TEPCO has discovered that areas of the damaged Fukushima Daiichi Nuclear Power Plant are emitting radiation at levels beyond the measurement capability of handheld Geiger counters. In excess of 10 sieverts, these ultra-high levels of radiation were measured Monday between reactors No. 1 and 2. Even short exposure to this level is fatal. Al Jazeera has the story.
Record levels of radiation have been recorded at the damaged Fukushima Daiichi plant reactor, just months after the nuclear accident resulting from the earthquake and tsunami in March.
The Tokyo Electric Power Company (TEPCO) reported that Geiger counters – a hand-held device used to measure radiation – registered their highest possible reading at the site on Monday.

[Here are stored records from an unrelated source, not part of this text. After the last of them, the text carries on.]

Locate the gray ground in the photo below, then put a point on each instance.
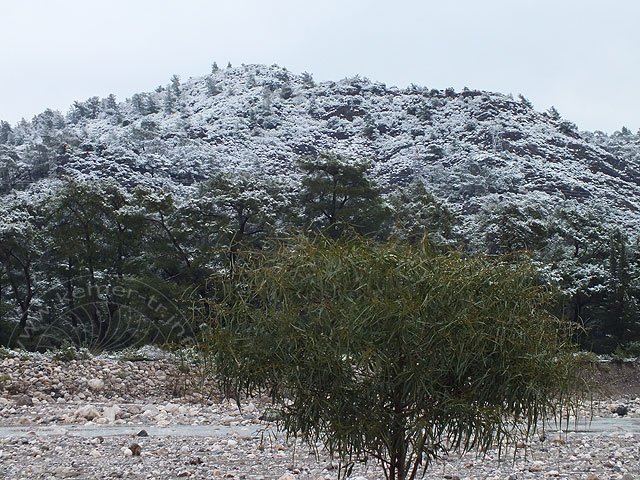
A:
(81, 420)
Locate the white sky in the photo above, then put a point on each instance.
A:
(581, 56)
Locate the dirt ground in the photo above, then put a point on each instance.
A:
(615, 379)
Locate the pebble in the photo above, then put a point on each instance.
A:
(142, 395)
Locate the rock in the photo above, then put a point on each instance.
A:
(622, 410)
(536, 466)
(110, 413)
(24, 400)
(88, 412)
(95, 384)
(150, 411)
(136, 449)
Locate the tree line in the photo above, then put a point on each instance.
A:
(112, 265)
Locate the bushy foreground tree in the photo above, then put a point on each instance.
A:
(390, 352)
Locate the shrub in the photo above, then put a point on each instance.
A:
(392, 353)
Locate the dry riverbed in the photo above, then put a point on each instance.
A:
(108, 418)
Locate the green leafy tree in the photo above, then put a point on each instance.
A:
(416, 213)
(386, 351)
(20, 249)
(245, 209)
(337, 195)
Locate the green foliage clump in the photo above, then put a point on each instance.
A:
(390, 352)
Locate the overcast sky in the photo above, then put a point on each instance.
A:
(583, 57)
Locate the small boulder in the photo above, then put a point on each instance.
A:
(95, 384)
(622, 410)
(24, 400)
(111, 413)
(88, 412)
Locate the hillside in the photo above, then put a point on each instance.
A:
(468, 146)
(511, 177)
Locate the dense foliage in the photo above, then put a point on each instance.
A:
(164, 188)
(390, 352)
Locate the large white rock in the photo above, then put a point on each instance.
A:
(88, 412)
(111, 413)
(95, 384)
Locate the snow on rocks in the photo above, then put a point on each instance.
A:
(136, 397)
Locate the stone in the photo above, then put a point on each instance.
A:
(88, 412)
(622, 410)
(95, 384)
(24, 401)
(150, 411)
(287, 476)
(111, 413)
(136, 449)
(536, 466)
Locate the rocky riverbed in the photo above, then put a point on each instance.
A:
(108, 418)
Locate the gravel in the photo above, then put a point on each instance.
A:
(85, 418)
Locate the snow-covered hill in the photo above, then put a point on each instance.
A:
(471, 147)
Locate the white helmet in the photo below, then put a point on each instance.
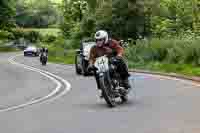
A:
(101, 34)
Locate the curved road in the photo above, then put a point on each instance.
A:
(161, 105)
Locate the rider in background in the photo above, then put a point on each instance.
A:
(108, 46)
(43, 51)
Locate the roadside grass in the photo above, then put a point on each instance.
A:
(44, 31)
(8, 49)
(4, 48)
(67, 58)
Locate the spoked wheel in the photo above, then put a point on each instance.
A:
(124, 98)
(78, 65)
(107, 92)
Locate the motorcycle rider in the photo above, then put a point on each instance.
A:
(43, 51)
(108, 46)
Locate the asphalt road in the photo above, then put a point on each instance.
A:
(161, 105)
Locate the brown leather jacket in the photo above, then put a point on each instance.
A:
(105, 50)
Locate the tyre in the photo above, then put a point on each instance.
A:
(106, 91)
(85, 66)
(124, 98)
(44, 60)
(77, 65)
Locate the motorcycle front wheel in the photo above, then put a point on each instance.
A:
(106, 91)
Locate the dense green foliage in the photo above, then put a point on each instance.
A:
(132, 18)
(36, 13)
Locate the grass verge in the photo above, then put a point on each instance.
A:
(66, 59)
(184, 69)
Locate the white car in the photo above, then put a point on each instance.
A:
(32, 51)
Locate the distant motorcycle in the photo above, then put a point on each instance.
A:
(43, 58)
(109, 81)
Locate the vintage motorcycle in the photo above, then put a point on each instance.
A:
(109, 80)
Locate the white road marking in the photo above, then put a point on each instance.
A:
(44, 73)
(172, 78)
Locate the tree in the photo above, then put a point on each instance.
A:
(7, 12)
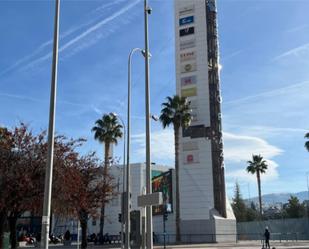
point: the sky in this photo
(264, 53)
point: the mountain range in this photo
(271, 199)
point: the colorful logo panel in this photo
(187, 56)
(186, 31)
(187, 44)
(187, 81)
(186, 20)
(189, 92)
(189, 67)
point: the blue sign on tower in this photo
(186, 20)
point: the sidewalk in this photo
(240, 244)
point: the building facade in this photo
(203, 203)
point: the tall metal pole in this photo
(123, 175)
(123, 180)
(128, 187)
(307, 173)
(149, 242)
(51, 129)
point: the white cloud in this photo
(30, 60)
(238, 149)
(162, 144)
(298, 51)
(270, 94)
(91, 30)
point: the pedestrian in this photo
(267, 237)
(67, 238)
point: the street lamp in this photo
(127, 224)
(123, 169)
(149, 243)
(51, 131)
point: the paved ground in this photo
(241, 244)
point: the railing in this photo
(213, 238)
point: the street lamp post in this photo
(149, 243)
(123, 173)
(51, 129)
(127, 223)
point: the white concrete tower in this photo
(203, 205)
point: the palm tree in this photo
(107, 130)
(176, 111)
(307, 143)
(257, 166)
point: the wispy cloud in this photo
(29, 61)
(231, 55)
(298, 51)
(85, 34)
(298, 28)
(162, 145)
(240, 148)
(271, 93)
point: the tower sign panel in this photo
(201, 170)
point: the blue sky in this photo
(264, 48)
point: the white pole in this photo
(149, 241)
(51, 129)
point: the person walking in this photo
(267, 237)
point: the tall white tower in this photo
(203, 204)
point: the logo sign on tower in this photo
(186, 31)
(186, 20)
(187, 44)
(187, 56)
(190, 80)
(186, 10)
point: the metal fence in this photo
(280, 229)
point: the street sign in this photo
(150, 199)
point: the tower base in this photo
(216, 229)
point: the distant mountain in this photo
(270, 199)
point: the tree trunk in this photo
(176, 137)
(105, 172)
(83, 223)
(2, 223)
(12, 225)
(259, 189)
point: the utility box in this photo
(136, 229)
(6, 241)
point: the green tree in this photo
(294, 208)
(176, 111)
(107, 130)
(307, 142)
(257, 166)
(238, 205)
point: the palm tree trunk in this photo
(258, 176)
(105, 171)
(12, 225)
(83, 218)
(2, 220)
(176, 137)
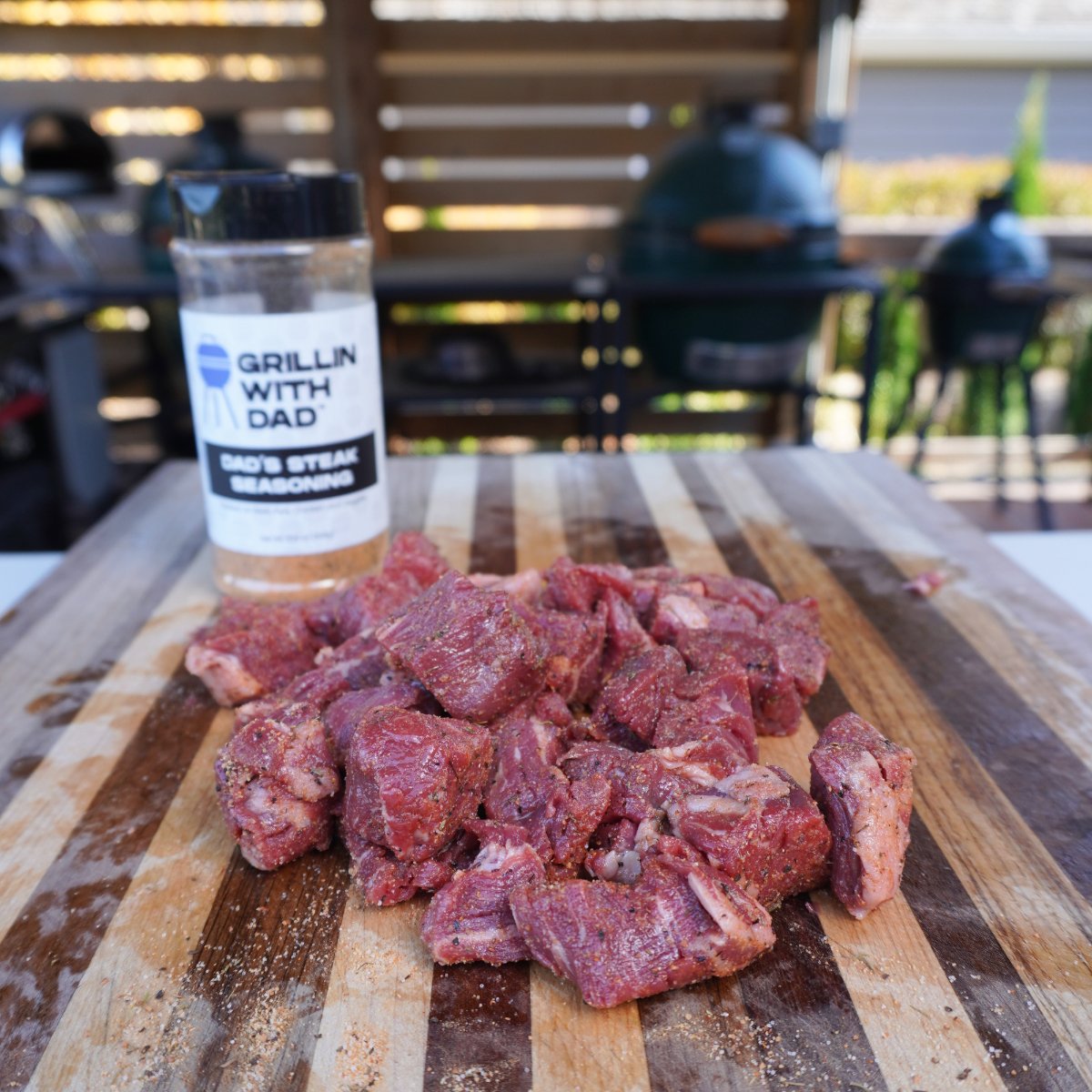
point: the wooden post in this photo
(355, 43)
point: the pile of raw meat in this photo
(566, 758)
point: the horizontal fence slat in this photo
(496, 244)
(285, 41)
(221, 96)
(277, 147)
(531, 142)
(592, 86)
(607, 191)
(609, 35)
(581, 61)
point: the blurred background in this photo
(600, 224)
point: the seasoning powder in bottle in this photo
(282, 358)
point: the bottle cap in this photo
(260, 206)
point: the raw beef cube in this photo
(470, 918)
(674, 612)
(713, 704)
(626, 636)
(364, 605)
(524, 587)
(632, 795)
(775, 703)
(653, 698)
(638, 693)
(250, 650)
(413, 554)
(643, 784)
(358, 663)
(574, 818)
(680, 923)
(864, 785)
(793, 629)
(528, 787)
(572, 644)
(470, 648)
(344, 715)
(762, 829)
(661, 580)
(524, 771)
(383, 880)
(277, 781)
(572, 587)
(410, 780)
(412, 563)
(748, 593)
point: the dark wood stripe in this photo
(480, 1029)
(32, 732)
(956, 931)
(637, 540)
(798, 984)
(492, 549)
(47, 950)
(480, 1016)
(258, 978)
(1053, 791)
(588, 532)
(410, 481)
(105, 536)
(698, 1040)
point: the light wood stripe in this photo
(449, 519)
(986, 622)
(90, 611)
(572, 1046)
(1031, 906)
(913, 988)
(146, 950)
(1052, 620)
(46, 811)
(375, 1026)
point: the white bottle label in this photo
(288, 419)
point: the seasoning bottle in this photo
(282, 358)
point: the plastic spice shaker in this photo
(282, 358)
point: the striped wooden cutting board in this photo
(136, 949)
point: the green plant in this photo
(1079, 404)
(1027, 195)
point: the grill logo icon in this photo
(214, 366)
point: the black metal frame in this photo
(1041, 298)
(633, 292)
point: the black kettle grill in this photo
(49, 158)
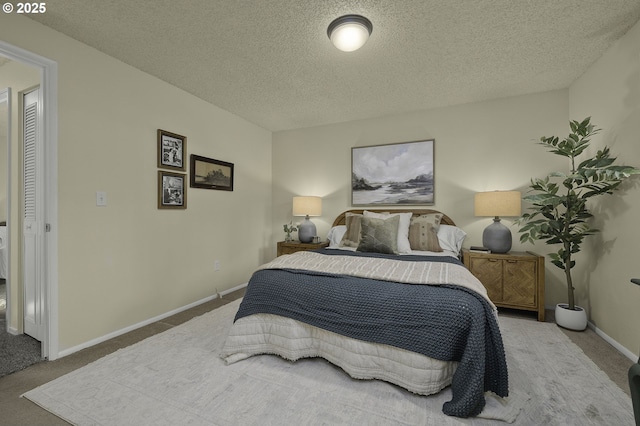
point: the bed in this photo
(3, 251)
(378, 305)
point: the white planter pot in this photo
(571, 319)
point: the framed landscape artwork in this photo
(208, 173)
(393, 174)
(172, 190)
(172, 151)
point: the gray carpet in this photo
(177, 377)
(16, 352)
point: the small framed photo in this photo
(172, 190)
(172, 151)
(208, 173)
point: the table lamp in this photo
(307, 206)
(497, 237)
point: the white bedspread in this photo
(293, 340)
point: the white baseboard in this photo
(120, 332)
(624, 351)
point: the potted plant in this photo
(559, 213)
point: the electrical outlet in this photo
(101, 199)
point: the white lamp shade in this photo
(350, 32)
(498, 203)
(307, 206)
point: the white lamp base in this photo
(306, 231)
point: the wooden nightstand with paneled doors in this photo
(513, 280)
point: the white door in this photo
(33, 224)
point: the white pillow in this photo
(335, 235)
(403, 229)
(451, 238)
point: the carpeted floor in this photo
(160, 381)
(16, 352)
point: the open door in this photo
(33, 223)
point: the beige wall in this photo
(478, 147)
(125, 263)
(491, 145)
(18, 77)
(609, 92)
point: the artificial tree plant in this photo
(559, 213)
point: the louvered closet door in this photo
(33, 228)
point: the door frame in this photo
(49, 88)
(5, 96)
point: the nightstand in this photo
(513, 280)
(294, 246)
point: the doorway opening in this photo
(47, 292)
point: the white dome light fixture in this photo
(349, 32)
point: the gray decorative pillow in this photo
(423, 232)
(379, 235)
(351, 237)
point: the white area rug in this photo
(177, 378)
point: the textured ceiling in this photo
(271, 62)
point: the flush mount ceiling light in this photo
(349, 32)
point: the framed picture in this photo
(211, 174)
(394, 174)
(172, 190)
(172, 151)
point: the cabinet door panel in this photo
(519, 283)
(489, 272)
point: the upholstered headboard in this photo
(340, 220)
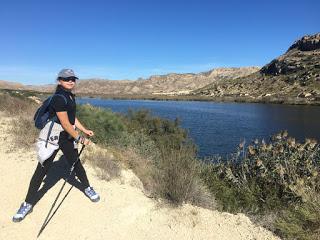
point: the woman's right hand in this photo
(84, 141)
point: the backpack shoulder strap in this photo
(65, 99)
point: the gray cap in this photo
(66, 73)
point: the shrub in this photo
(104, 123)
(177, 178)
(103, 161)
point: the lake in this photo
(218, 128)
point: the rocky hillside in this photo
(10, 85)
(170, 84)
(293, 77)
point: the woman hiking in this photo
(62, 106)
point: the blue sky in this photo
(122, 39)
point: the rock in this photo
(307, 43)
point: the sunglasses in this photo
(73, 79)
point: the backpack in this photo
(41, 117)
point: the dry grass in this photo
(21, 110)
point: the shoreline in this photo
(223, 99)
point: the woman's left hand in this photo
(89, 133)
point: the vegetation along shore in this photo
(276, 183)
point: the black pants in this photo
(70, 153)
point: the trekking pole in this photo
(48, 218)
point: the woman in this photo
(64, 107)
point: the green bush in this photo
(104, 123)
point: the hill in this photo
(293, 77)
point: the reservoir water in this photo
(218, 128)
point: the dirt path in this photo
(124, 212)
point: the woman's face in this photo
(69, 85)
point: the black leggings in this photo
(71, 154)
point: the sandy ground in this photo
(123, 212)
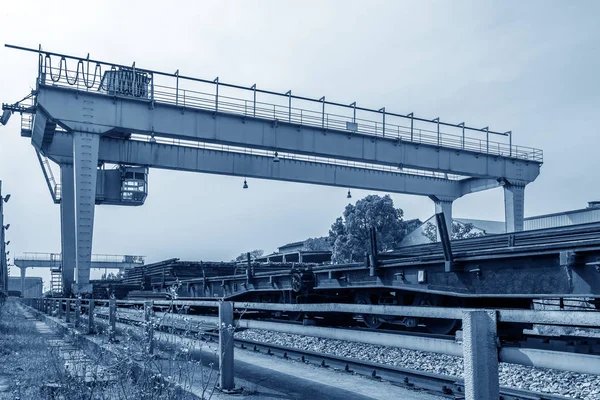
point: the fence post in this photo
(112, 319)
(480, 355)
(77, 311)
(91, 316)
(68, 311)
(226, 345)
(149, 327)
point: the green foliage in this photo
(317, 244)
(254, 254)
(459, 231)
(349, 234)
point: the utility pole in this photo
(3, 263)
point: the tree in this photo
(317, 244)
(254, 254)
(349, 234)
(459, 231)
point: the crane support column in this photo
(514, 207)
(85, 163)
(23, 272)
(444, 204)
(67, 227)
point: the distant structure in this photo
(33, 287)
(574, 217)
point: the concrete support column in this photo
(443, 204)
(226, 346)
(23, 272)
(112, 319)
(148, 312)
(67, 227)
(90, 327)
(85, 163)
(480, 355)
(68, 311)
(77, 311)
(514, 207)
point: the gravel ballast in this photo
(570, 384)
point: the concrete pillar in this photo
(226, 346)
(444, 205)
(77, 311)
(514, 207)
(68, 311)
(3, 263)
(149, 327)
(90, 327)
(67, 227)
(85, 164)
(480, 355)
(112, 319)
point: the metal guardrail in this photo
(217, 96)
(57, 257)
(479, 346)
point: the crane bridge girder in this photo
(140, 118)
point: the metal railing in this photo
(173, 88)
(479, 345)
(57, 257)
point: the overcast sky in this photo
(530, 67)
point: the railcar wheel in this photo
(439, 326)
(371, 321)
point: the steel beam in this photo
(572, 362)
(133, 115)
(444, 205)
(514, 207)
(194, 159)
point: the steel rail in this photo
(441, 385)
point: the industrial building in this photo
(581, 216)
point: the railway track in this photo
(563, 343)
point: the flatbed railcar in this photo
(499, 271)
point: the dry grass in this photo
(29, 366)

TEPCO said that radiation exceeding 10 sieverts [10,000 millisieverts] per hour was found at the bottom of a ventilation stack standing between two reactors.
Al Jazeera’s Aela Callan, reporting from Japan’s Ibaraki prefecture, said the level recorded was “fatal to humans” but that it was contained just to the plant’s site. However, scientists are planning to carry out more tests on Tuesday.
“Authorities are working on the theory though that it has come from those initial hydrogen explosions that we’ve seen at the plant in the days after the earthquake and tsunami,” she said.
“It is now looking more likely that this area has been this radioactive since the earthquake and tsunami but no one realised until now.”
On Tuesday, TEPCO said it found another spot on the ventilation stack itself where radiation exceeded 10 sieverts per hour, a level that could lead to incapacitation or death after just several seconds of exposure.